One thing’s for certain, three episodes into this and it’s a damn good Dredd. There’s mystery, there’s threat, there’s the very real possibility of Brit Cit and MC-1 going to full-on war here, and there’s Patrick Goddard’s wonderfully solid and kinetic storytelling leading us on.

 

BRINK: MERCURY RETROGRADE – PART 20 – Dan Abnett, INJ Culbard, leters by Simon Bowland

20 episodes in and I just don’t want this one to end – it’s just that outstanding.

After seeing the cult activities last episode, we’re back with Mas, our investigative journo putting things together, connecting the dots between HabSec, the Cults, Mercury, the Unions, the Corporations… but time’s tight to pull it all together and he’s going to end this episode a hell of a lot closer to the Union and Sect trouble than he really wants.

 

Like I say, and like I’ve been saying all along, Brink is just exceptional. It can carry on for as long as it damn well wants, 30, 40 episodes? Hell, let Abnett and Culbard have a whole year worth of Progs to tell this one – I can guarantee you it will be well worth it.

 

SKIP TRACER: VALHALLA – PART 5 – James Peaty, Paul Marshall, colours by Dylan Teague, letters by Simon Bowland

Nolan Blake and his friends are now on the Cube, looking into what the hell it’s doing at the edge of a black hole and broadcasting messages about Valhalla.

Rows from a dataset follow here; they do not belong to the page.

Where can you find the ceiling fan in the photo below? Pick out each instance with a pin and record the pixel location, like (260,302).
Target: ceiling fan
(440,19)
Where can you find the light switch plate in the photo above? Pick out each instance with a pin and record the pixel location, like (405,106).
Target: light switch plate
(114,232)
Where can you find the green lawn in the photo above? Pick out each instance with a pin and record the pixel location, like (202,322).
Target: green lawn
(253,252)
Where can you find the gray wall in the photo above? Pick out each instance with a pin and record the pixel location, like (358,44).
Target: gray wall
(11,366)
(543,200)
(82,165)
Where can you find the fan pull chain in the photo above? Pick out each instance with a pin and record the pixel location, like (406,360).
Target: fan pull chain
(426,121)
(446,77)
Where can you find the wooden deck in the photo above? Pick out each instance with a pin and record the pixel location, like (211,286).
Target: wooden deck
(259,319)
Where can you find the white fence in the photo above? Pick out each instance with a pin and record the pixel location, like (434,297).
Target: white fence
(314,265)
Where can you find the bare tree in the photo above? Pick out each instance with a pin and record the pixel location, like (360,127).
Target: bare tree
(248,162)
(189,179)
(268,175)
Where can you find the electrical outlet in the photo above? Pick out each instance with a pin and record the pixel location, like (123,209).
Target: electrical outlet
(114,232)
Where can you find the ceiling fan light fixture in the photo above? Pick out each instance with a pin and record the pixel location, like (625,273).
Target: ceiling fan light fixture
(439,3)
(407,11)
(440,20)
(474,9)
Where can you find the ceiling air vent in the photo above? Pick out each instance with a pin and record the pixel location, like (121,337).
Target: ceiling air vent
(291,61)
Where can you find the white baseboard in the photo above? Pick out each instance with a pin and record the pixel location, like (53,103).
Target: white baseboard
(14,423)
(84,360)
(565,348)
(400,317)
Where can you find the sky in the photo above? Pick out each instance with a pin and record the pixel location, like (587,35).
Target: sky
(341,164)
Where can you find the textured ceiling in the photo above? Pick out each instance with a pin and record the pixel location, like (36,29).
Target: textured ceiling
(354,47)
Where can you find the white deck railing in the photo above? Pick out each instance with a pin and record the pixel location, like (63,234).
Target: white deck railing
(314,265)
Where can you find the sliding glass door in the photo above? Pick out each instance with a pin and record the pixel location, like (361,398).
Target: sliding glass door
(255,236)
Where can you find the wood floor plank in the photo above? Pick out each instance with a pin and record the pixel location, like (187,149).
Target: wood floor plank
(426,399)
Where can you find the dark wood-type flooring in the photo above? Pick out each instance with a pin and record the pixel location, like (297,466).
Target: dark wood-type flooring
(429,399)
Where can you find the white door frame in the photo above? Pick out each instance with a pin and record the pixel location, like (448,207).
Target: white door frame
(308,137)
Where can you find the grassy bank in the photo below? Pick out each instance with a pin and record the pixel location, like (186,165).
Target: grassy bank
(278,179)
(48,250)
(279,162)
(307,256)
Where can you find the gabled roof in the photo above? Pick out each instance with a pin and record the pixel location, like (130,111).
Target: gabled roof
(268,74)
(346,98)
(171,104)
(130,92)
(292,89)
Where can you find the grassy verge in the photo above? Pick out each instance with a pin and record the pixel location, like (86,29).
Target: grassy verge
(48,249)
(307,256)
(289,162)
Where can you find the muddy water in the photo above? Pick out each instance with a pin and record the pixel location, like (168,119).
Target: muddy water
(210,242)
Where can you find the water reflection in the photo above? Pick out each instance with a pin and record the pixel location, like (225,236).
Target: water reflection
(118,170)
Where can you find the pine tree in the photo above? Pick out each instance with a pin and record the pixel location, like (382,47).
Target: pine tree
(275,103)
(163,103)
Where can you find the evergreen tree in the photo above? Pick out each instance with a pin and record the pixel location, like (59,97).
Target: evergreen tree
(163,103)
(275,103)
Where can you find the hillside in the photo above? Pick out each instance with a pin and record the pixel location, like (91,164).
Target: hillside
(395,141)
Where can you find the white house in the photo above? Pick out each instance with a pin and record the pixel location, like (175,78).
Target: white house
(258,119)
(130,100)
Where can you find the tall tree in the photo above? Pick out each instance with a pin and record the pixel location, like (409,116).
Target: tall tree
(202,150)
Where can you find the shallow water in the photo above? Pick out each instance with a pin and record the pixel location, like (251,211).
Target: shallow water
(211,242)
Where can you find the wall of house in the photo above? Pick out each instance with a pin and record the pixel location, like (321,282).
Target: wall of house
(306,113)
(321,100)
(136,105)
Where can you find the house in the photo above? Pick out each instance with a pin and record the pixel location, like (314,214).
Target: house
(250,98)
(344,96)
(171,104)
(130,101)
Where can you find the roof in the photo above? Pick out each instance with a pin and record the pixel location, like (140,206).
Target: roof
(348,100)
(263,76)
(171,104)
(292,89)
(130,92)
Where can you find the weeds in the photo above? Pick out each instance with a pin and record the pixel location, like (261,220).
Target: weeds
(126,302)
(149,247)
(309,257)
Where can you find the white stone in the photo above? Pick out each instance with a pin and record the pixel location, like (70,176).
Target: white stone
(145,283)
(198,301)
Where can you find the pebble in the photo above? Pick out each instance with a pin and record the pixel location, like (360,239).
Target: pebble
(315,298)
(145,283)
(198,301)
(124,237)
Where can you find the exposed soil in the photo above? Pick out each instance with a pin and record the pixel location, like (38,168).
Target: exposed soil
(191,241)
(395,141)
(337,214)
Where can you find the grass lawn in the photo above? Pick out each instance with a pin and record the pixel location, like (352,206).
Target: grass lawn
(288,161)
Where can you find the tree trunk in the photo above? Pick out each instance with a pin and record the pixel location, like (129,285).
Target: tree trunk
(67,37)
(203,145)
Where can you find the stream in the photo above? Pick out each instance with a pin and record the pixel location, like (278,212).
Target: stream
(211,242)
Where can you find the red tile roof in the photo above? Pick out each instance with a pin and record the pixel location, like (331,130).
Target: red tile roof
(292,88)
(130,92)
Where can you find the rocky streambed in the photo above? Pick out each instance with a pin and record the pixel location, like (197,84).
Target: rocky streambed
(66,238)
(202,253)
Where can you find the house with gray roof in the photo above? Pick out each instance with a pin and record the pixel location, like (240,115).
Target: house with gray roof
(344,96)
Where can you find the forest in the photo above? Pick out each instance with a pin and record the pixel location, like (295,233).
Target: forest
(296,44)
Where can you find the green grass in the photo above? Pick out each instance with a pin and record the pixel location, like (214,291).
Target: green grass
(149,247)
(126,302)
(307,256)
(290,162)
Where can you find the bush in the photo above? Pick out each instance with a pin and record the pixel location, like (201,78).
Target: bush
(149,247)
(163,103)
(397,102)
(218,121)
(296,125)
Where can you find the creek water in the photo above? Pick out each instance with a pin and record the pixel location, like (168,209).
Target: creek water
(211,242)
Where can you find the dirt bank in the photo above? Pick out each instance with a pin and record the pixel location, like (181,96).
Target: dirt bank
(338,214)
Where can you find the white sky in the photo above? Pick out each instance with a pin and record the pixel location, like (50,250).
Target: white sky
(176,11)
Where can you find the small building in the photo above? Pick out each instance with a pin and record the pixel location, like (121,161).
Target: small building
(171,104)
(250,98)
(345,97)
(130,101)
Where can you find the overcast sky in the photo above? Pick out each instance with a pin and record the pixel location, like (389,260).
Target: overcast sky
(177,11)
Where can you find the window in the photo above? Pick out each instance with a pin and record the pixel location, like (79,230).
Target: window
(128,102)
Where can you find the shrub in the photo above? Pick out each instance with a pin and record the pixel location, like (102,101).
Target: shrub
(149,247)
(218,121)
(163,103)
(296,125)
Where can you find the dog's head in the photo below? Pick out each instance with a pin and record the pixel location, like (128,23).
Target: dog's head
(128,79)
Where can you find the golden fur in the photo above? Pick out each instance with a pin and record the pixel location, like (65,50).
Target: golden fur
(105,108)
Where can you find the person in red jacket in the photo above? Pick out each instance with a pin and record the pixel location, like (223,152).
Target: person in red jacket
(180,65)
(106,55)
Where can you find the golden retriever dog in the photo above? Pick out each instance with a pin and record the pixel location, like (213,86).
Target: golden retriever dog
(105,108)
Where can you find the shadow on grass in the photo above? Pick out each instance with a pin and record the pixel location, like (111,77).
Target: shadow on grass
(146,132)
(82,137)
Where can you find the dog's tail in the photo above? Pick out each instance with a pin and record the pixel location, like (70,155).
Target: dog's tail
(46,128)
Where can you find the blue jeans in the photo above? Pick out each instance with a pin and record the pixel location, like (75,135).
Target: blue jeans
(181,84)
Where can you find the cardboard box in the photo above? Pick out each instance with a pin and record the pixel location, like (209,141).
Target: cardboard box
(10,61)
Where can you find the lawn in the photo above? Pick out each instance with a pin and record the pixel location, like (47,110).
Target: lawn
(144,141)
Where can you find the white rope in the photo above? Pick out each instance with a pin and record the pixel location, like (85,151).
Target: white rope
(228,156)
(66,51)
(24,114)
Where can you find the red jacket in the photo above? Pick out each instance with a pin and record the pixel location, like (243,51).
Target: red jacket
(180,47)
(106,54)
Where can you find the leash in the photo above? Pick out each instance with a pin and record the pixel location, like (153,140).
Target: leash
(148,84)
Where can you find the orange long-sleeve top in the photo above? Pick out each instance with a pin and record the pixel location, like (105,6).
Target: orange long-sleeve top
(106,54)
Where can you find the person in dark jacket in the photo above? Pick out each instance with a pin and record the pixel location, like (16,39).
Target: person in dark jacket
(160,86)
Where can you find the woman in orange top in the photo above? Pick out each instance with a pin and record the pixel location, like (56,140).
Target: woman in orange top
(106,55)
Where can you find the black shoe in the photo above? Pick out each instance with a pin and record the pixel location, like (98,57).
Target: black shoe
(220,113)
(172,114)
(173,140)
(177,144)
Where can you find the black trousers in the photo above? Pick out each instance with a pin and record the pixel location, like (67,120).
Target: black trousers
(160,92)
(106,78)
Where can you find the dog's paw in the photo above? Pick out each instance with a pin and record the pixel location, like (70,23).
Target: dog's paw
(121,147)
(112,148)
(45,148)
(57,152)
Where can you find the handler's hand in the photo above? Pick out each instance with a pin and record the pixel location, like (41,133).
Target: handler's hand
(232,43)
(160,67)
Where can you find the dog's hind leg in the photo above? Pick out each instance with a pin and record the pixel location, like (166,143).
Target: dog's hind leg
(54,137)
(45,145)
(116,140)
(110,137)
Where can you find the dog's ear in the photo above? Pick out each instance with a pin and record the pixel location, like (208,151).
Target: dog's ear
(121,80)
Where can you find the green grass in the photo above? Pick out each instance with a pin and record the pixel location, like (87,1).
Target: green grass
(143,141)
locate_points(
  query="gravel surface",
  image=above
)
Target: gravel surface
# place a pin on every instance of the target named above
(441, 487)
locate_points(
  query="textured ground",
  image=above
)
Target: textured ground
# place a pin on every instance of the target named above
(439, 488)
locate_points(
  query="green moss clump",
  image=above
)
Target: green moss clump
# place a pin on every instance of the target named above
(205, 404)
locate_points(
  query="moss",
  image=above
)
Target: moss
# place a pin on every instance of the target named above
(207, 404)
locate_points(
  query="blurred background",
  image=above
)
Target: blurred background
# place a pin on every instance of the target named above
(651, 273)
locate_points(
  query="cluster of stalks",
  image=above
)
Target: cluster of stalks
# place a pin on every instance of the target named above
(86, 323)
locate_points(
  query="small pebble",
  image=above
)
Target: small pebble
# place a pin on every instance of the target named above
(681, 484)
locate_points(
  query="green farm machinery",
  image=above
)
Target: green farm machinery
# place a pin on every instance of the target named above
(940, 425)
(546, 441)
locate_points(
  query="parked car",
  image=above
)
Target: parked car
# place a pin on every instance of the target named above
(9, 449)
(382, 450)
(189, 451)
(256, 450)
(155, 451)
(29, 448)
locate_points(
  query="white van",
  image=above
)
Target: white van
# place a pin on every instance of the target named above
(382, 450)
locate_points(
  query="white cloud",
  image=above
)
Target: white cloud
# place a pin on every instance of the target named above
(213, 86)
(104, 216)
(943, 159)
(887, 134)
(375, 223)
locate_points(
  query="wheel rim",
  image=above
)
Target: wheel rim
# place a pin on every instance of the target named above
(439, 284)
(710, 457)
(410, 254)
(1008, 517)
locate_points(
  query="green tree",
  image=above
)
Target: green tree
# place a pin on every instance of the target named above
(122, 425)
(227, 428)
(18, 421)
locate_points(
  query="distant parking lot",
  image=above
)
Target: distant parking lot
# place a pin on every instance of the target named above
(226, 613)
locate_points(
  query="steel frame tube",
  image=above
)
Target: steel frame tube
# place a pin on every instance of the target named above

So, it’s over 600 levels up that they need to go and there’s a hell of a lot of nasties on their tales… which means what we’re going to have here, maybe, for the next few episodes will be Peaty doing a closed room action thing and Marshall’s great artwork delivering on the action.

 

DEXTER: BULLETOPIA CHAPTER 10: MALICE IN PLUNDERLAND – PART 3 – Dan Abnett, Tazio Bettin, colours by Matt Soffe, letters by Annie Parkhouse

We’re full on Yojimbo here, Dexter et al in the middle of two rival gangs and playing them off against each other to see who they’re going to work with. Mistaken identities, Abnett playing with a classic film plot, and Bettin’s artwork looking absolutely superb – he’s absolutely settled into the role as the main SinDex artist with this latest storyline.

Of course, this is SinDex, so despite every devious move Dexter, Carrie, Billi and the rest are pulling, I still reckon we’re going to see the bullets flying by the end of this one. But just having this little interlude, watching Abnett and Bettin move their chess pieces around the story board is a great thing.

 

JAEGIR: FEROX – PART 1 – Gordon Rennie, Simon Coleby, colours by Len O’Grady, letters by Jim Campbell

Back with Jaegir, back on Nu-Earth, back to Rennie’s taut plots, sparse dialogue storytelling, and perhaps best of all, back with more of Simon Coleby’s atmospheric darkness in Jaegir. Oh, and let’s not forget the stunning work Len O’Grady does on those colours either – you can practically choke on the noxious fumes he colours up on the first couple of pages… and the last three as well… superb art job all round.

 

As for Atalia Jaegir, she’s headed to the most dangerous place on Nu-Earth, The Miasma (whatever that is), looking for her father’s old lieutenant general, Kurga. It’s toxic as hell, there’s psychotropic agents leeching into the Nort suits, and there’s something moving in the undergrowth, something with horns.

Damn, it’s good to be back here in Jaegir’s messed-up dangerous world.